• supersymmetry breaking
• string theory
• brane geometry

In this thesis, we investigate how the breaking or absence altogether of supersymmetry affects the geometry of branes in string theory. In particular, we focus on three tachyon-free non-supersymmetric string theories, namely the heterotic SO(16)xSO(16) string and the two orientifolds with gauge groups USp(32) and U(32). In this context, supersymmetry breaking translates into the presence of a dilaton tadpole potential, i.e. a runaway exponential potential for the dilaton, in the low-energy dynamics.
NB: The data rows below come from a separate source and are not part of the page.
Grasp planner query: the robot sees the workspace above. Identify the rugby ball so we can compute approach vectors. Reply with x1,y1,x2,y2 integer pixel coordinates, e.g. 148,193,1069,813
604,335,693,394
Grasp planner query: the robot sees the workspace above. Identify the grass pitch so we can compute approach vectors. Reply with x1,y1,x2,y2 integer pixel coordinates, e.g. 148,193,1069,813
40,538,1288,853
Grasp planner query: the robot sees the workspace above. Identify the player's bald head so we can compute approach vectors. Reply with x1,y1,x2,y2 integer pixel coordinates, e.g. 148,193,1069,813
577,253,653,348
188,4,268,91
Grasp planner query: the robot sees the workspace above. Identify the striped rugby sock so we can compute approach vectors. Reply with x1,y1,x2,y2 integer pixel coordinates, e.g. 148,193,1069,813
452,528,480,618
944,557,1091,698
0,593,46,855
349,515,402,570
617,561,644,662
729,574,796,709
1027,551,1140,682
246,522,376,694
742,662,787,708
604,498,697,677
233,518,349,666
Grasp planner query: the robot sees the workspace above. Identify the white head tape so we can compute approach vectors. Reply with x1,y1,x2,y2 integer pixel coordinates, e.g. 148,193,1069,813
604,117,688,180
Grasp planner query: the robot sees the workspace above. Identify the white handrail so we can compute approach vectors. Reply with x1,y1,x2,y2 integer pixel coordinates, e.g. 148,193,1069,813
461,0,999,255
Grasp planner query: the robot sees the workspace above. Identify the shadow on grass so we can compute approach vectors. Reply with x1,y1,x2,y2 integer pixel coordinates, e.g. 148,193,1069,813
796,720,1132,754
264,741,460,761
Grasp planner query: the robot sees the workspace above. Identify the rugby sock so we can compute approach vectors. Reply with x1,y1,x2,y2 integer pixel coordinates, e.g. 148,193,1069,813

In Chapters 2 and 3, we provide a brief introduction to String Theory and discuss the three non-supersymmetric models. Chapter 4 develops the low-energy effective action and the corresponding equations of motion, specialized to an ansatz possessing the symmetries of a brane. Chapters 5 and 6 collect the original work of this thesis: in Chapter 5, we investigate the asymptotic geometry of the D5-brane, refining the description of the pinch-off singularity. We also describe the geometries for uncharged, non-extremal D8- and D7-branes. In Chapter 6 we study extremal near-horizon geometries in the presence of a dilaton tadpole, starting from a supersymmetric near-horizon solution. We construct the near-horizon geometries for the F1-string and, again, for the D5-brane. We then compute the static potential for a probe brane in the new geometries. Chapter 7 collects some concluding remarks and addresses some open questions that could be investigated in the future.